Born in 1923, Dr. Young served in the U.S. Army during World War II, returning home to Chicago to build a medical career that often marched in lockstep with the trials and triumphs of the city's storied history. He attended Northwestern University Medical School and served his internship and residency at Cook County Hospital where, he says, he spent the most difficult years of his career, experiencing many of the real-life events that would help shape his political and medical thinking.
In 1951, Dr. Young founded the Committee to End Discrimination, which would eventually help to desegregate Chicago hospitals. In 1964 he helped launch the Medical Committee for Human Rights, serving as National Chairman for the group that would become the medical arm of the civil rights movement. He traveled south to march side-by-side with civil rights workers, providing emergency medical care and bearing witness to the struggle.
Serving as personal physician to Martin Luther King Jr., Dr. Young marched beside him in 1966 during a peaceful protest in Chicago, treating King's wound when an angry spectator hit him with a rock.

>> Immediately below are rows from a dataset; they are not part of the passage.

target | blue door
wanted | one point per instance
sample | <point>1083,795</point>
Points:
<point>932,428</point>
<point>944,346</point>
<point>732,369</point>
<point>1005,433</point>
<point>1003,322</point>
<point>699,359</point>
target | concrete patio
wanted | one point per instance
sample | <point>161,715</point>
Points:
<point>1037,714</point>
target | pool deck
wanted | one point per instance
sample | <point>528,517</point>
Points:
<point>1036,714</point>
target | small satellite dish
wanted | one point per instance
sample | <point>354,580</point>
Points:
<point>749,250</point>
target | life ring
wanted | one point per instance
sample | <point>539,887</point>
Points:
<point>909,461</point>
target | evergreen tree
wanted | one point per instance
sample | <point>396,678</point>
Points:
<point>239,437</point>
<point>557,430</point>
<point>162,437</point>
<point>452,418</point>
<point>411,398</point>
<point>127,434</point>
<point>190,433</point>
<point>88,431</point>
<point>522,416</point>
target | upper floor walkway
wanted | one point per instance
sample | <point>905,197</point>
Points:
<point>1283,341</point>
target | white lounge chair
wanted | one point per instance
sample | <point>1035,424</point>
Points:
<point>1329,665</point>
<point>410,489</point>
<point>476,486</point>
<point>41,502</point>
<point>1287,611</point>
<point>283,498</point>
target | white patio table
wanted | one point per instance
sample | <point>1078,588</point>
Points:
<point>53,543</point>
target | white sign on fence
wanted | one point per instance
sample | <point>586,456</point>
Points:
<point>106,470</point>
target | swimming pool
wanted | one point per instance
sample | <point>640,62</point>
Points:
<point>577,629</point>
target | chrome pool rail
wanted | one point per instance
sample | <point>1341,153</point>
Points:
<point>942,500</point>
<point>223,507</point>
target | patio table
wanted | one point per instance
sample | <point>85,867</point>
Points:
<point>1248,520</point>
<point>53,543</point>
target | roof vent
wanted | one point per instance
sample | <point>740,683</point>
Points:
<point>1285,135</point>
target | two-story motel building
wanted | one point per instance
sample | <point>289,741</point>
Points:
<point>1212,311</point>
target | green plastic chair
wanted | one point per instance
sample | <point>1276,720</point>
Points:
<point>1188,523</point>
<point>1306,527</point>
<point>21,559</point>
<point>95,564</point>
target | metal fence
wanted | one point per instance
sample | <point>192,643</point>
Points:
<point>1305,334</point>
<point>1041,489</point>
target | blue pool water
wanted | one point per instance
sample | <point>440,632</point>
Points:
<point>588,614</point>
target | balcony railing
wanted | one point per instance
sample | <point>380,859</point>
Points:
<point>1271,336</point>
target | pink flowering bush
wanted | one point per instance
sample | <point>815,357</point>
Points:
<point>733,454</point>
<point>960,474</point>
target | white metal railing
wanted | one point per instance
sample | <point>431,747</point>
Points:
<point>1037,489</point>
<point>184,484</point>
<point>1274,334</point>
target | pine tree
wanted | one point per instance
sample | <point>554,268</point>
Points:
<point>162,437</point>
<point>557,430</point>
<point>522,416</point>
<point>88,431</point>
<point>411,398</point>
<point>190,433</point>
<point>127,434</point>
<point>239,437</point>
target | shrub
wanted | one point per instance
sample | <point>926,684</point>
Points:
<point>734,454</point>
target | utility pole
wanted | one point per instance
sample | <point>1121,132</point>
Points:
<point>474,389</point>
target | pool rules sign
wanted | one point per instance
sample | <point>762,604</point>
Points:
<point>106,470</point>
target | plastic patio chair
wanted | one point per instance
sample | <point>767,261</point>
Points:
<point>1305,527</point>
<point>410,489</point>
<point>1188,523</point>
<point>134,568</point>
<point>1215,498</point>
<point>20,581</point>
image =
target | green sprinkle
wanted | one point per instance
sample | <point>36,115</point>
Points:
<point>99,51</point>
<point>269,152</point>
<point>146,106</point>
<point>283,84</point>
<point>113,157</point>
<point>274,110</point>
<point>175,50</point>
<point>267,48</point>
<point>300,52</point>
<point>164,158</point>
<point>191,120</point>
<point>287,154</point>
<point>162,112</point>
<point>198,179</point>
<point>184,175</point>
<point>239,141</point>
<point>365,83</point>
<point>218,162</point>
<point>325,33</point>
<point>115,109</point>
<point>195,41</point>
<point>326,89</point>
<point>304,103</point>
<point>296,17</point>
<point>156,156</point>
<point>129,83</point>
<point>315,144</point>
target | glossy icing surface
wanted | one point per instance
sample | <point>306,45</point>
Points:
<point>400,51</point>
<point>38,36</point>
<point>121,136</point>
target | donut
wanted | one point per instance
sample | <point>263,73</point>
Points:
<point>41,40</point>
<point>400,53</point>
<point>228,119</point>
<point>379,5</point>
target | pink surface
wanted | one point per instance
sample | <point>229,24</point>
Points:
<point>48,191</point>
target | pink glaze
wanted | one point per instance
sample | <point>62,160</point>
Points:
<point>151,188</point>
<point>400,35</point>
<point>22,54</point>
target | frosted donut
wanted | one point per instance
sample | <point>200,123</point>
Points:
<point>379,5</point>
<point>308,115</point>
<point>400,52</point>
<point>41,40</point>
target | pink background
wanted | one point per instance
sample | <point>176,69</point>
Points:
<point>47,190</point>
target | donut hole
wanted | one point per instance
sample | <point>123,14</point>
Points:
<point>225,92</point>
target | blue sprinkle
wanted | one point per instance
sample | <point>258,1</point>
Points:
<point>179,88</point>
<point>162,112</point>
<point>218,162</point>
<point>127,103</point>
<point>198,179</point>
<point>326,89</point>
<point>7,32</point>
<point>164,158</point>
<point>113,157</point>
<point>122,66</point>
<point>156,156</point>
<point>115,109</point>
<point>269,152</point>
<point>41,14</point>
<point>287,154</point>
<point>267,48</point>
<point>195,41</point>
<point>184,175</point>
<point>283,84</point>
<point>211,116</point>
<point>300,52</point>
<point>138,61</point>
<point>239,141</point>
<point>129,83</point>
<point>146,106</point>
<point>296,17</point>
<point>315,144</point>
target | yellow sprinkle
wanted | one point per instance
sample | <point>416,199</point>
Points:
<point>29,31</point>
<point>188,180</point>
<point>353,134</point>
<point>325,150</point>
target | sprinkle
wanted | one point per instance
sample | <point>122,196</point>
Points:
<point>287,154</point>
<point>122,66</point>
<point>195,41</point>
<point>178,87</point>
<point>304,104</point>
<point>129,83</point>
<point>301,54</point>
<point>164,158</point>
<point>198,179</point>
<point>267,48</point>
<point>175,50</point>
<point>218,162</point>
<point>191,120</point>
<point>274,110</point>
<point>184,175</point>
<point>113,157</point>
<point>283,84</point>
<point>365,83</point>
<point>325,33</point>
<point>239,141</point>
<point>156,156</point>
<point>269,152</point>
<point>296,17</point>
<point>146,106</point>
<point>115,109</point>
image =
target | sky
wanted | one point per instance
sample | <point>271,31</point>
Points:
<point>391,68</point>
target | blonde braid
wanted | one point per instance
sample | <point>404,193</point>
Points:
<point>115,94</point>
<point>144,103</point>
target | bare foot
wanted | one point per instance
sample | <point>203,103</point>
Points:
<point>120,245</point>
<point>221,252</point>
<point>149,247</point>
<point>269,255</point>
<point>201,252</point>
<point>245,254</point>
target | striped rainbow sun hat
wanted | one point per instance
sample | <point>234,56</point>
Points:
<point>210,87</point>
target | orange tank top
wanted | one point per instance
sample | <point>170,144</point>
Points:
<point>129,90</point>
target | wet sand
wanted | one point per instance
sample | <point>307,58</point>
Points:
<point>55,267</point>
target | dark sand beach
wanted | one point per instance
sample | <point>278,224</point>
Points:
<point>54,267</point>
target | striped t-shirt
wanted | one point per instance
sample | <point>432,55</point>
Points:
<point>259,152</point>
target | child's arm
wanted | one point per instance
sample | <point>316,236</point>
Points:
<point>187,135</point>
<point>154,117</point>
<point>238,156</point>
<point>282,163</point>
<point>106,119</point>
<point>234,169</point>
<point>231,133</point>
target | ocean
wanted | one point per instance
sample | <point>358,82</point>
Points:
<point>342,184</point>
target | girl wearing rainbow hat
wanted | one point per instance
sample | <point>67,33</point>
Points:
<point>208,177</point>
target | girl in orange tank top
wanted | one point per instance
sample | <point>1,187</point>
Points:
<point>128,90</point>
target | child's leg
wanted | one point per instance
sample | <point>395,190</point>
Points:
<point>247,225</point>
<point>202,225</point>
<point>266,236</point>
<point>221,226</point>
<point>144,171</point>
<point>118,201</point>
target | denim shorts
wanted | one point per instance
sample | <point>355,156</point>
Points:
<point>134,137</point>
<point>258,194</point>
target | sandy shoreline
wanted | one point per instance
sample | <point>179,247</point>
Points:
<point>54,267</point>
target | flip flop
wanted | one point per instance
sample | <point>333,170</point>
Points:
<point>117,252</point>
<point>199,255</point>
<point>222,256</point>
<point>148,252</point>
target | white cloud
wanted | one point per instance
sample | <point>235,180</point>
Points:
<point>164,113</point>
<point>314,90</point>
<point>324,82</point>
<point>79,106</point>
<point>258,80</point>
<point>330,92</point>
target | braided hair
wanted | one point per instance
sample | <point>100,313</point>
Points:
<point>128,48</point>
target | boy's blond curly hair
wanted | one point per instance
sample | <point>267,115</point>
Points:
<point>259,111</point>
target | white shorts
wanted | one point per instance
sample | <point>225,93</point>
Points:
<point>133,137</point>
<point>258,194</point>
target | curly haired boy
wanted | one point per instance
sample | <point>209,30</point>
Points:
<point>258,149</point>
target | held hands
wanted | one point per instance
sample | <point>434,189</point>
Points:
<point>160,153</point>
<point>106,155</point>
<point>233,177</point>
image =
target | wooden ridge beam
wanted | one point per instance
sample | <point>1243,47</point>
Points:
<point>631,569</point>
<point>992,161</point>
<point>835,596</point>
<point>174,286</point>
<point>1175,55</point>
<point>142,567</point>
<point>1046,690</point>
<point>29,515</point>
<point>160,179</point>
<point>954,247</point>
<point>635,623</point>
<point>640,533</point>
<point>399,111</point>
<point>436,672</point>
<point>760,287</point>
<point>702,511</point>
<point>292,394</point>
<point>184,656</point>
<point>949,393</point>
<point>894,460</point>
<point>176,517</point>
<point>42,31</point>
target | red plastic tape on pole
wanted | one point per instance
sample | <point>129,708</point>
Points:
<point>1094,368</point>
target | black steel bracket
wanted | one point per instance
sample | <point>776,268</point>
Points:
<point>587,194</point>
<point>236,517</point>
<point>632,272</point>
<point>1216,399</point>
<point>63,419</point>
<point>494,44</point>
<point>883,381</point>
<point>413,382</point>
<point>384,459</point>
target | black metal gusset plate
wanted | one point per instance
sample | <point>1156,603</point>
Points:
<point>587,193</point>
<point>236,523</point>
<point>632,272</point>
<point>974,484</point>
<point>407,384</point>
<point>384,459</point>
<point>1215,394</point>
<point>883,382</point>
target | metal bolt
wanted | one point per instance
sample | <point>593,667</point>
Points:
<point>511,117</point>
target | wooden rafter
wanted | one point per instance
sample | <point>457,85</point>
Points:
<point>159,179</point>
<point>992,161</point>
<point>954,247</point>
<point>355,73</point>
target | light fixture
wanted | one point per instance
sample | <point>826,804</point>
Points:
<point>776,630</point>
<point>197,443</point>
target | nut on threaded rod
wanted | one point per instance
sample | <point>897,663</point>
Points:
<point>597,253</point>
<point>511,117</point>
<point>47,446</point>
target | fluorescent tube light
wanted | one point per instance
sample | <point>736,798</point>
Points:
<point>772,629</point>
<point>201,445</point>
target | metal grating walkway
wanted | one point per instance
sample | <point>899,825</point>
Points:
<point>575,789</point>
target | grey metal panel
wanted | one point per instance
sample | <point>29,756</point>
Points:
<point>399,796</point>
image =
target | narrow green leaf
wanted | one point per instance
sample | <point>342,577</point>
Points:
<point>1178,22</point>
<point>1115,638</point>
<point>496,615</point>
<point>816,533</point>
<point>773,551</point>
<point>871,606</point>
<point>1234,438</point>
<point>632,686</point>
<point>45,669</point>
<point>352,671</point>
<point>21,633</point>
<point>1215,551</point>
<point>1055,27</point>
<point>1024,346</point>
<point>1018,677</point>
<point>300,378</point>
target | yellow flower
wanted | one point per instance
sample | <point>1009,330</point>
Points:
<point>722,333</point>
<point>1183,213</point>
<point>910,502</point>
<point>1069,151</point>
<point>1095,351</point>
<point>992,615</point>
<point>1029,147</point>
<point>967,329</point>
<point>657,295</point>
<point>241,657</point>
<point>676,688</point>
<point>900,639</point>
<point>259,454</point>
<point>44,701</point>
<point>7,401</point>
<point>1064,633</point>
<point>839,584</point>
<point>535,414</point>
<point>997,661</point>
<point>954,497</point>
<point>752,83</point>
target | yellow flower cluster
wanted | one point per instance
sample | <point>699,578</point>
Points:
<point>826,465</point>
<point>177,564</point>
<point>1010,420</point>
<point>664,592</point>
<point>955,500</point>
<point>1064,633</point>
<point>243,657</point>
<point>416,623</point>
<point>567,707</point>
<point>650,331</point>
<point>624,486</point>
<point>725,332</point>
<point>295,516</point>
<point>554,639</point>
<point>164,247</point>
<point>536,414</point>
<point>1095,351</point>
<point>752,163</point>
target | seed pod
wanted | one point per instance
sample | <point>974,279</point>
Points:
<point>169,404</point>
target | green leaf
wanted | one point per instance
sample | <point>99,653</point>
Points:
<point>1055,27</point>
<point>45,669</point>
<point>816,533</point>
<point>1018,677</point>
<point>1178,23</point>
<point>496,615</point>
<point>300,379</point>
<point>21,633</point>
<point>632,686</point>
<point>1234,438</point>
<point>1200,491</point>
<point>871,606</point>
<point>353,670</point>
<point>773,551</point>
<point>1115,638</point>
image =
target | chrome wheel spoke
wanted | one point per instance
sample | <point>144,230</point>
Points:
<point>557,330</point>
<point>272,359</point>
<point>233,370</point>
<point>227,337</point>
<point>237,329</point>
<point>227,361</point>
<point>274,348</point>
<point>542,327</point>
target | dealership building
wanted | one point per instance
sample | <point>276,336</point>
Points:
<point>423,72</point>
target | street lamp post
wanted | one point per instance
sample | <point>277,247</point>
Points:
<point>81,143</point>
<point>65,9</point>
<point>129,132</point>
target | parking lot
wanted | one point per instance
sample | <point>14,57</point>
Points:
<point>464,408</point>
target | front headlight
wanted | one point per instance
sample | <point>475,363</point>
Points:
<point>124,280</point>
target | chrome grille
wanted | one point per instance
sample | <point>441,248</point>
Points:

In 1972, already a vocal advocate for public health, Dr. Young was challenged to "put your money where your mouth is." He accepted, and served successfully as Chairman of the Department of Medicine at Cook County for the next decade.
Mayor Harold Washington named Dr. Young President of the Chicago Board of Health in 1983, and in 1998 he served as President of the American Public Health Association, the oldest organization of public health professionals in the world.
Dr. Young founded the Chicago-based Health and Medicine Policy Research Group and co-founded the Physicians for a National Health Program. He is the leading authority in Chicago and in the nation on health issues, serving as a regular medical contributor on Chicago Public Radio's "Eight Forty-Eight" and even hosting his own radio show for a time.
In 2001, at the age of 78 years young, he walked with Pat Quinn across the state of Illinois, traveling by foot from Rock Island on the Mississippi River to Lake Michigan in Chicago to promote decent health care for everyone. And last year, Dr. Young traveled with Lt. Governor Quinn to the American military hospital in Landstuhl Germany, delivering holiday cards from Illinois school children to soldiers wounded in Iraq and Afghanistan.
"As a patient of Dr. Young's, I can say first hand that he is a doctor we can all trust to continue advocating for us even in his retirement," Quinn said. "We want to congratulate Dr. Quentin Young on a career filled with personal and professional successes. And we want to thank him for all he has done to make the world a better place."